I am not sure I understand the question either but I got badly dehydrated a few weeks ago and had to go to the emergency room. A quick blood test confirmed how dehydrated I was and how much fluid I needed via IV. Maybe the question means some types of ratio between body solids and water.

I also don’t understand the quetsion. RH is a property of gas, the human body is a solid and so the answer to the question as stated is “No, the human bpdy doesn’t have a relative humidity”


Sorry, I wasn’t trying to be vague.
I wasn’t thinking about inside the body, but thanks crafter_man, that would make sense.
I was thinking about the air directly outside the body, and to further extend, would we be able to affect the humidity in a room, from one person to a group of people?

I imagine a person in a warm, humid room would have sweat a little, contributing to the humidity. A lot of sweaty guys in a hot room would, more than likely, effect the humidity of the room. This is just a guess, btw.

Eventually, sure. But that moisture is coming from your body, you would be dehydrating yourself.

People in a room do affect the relative (and absolute) humidity, because they sweat and they breathe out water vapor. But as I’ll explain, there could be situations in which a person in a room could lower the relative humidity, but raise the absolute humidity.

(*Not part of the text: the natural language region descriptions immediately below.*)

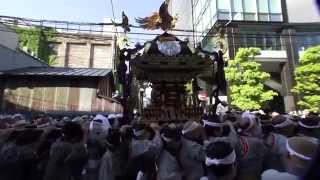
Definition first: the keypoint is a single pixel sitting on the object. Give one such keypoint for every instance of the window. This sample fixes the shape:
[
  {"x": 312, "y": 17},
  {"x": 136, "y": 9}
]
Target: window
[
  {"x": 213, "y": 7},
  {"x": 250, "y": 10},
  {"x": 263, "y": 6},
  {"x": 237, "y": 10},
  {"x": 263, "y": 9},
  {"x": 250, "y": 6},
  {"x": 275, "y": 6},
  {"x": 224, "y": 5}
]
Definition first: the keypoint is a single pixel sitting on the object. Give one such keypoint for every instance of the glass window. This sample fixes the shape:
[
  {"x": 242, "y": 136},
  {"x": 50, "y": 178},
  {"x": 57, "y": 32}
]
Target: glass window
[
  {"x": 213, "y": 7},
  {"x": 237, "y": 6},
  {"x": 251, "y": 41},
  {"x": 263, "y": 17},
  {"x": 237, "y": 10},
  {"x": 275, "y": 6},
  {"x": 250, "y": 6},
  {"x": 243, "y": 41},
  {"x": 276, "y": 17},
  {"x": 224, "y": 5},
  {"x": 206, "y": 18},
  {"x": 270, "y": 41},
  {"x": 263, "y": 6},
  {"x": 260, "y": 41}
]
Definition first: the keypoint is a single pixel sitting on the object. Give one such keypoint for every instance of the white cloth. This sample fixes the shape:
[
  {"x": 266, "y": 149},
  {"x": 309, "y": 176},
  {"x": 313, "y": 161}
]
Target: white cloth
[
  {"x": 230, "y": 159},
  {"x": 105, "y": 122},
  {"x": 190, "y": 126},
  {"x": 276, "y": 175}
]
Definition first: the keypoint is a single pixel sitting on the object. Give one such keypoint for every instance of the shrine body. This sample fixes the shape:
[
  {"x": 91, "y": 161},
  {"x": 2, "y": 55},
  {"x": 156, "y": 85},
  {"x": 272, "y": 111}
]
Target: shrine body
[{"x": 168, "y": 64}]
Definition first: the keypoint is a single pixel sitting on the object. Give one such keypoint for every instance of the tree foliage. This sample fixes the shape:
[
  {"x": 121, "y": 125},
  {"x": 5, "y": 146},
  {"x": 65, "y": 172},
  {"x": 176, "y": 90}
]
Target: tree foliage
[
  {"x": 246, "y": 80},
  {"x": 37, "y": 41},
  {"x": 307, "y": 76}
]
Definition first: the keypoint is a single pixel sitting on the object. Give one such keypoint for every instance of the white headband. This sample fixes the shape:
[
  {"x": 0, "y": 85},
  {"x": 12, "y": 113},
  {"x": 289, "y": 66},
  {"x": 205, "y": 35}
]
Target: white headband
[
  {"x": 251, "y": 117},
  {"x": 192, "y": 127},
  {"x": 212, "y": 124},
  {"x": 309, "y": 127},
  {"x": 293, "y": 152},
  {"x": 285, "y": 123},
  {"x": 165, "y": 138},
  {"x": 138, "y": 133},
  {"x": 230, "y": 159}
]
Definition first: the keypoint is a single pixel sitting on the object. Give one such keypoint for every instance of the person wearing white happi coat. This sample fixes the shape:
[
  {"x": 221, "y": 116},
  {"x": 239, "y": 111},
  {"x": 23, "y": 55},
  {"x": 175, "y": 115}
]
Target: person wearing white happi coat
[
  {"x": 221, "y": 161},
  {"x": 192, "y": 154},
  {"x": 169, "y": 163},
  {"x": 214, "y": 129},
  {"x": 301, "y": 151},
  {"x": 251, "y": 149},
  {"x": 141, "y": 143}
]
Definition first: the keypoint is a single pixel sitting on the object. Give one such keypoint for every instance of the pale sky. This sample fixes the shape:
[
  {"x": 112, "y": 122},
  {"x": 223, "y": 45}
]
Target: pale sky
[{"x": 82, "y": 11}]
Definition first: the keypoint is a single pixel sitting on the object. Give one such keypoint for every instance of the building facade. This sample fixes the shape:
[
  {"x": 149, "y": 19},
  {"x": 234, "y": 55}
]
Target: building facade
[
  {"x": 84, "y": 51},
  {"x": 283, "y": 29}
]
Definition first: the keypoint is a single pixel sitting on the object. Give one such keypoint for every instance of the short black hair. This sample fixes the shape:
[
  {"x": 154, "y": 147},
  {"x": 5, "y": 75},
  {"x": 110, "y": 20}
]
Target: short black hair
[
  {"x": 172, "y": 133},
  {"x": 219, "y": 150},
  {"x": 73, "y": 131}
]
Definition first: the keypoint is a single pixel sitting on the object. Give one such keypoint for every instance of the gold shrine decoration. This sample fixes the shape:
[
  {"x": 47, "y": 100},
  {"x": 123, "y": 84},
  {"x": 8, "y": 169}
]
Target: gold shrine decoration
[{"x": 159, "y": 20}]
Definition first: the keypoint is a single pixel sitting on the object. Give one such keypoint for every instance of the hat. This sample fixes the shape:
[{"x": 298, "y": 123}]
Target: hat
[
  {"x": 190, "y": 126},
  {"x": 249, "y": 119},
  {"x": 281, "y": 121},
  {"x": 170, "y": 133},
  {"x": 66, "y": 118},
  {"x": 119, "y": 115},
  {"x": 310, "y": 122},
  {"x": 304, "y": 148},
  {"x": 220, "y": 153},
  {"x": 138, "y": 129},
  {"x": 17, "y": 116},
  {"x": 112, "y": 116},
  {"x": 76, "y": 119},
  {"x": 20, "y": 123},
  {"x": 212, "y": 121}
]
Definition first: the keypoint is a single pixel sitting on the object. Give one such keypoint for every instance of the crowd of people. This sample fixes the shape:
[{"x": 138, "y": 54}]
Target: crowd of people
[{"x": 229, "y": 146}]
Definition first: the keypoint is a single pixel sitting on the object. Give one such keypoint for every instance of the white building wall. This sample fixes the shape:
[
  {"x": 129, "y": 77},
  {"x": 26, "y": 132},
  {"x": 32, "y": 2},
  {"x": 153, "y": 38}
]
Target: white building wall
[{"x": 302, "y": 11}]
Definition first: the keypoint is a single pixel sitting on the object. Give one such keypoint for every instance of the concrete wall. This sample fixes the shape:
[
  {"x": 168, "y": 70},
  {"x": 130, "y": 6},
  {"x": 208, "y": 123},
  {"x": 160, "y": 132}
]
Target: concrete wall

Following up on **Crafter_Man’s ** explanation, any gas will hold a certain amount of water vapor, and that amount varies with temperature. The absolute humidity is measured in mass of water vapor per volume of gas, and the relative humidity is the absolute humidity divided by the maximum absolute humidity. If the gas is at 100% absolute humidity, adding any additional water vapor results in water falling from the gas - rain.

The human body does not have a relative humidity - it does have a percent water content, which is related (because it’s a fraction) but different because the mechanisms of saturating the body with liquid water are very different from saturating a gas with water vapor.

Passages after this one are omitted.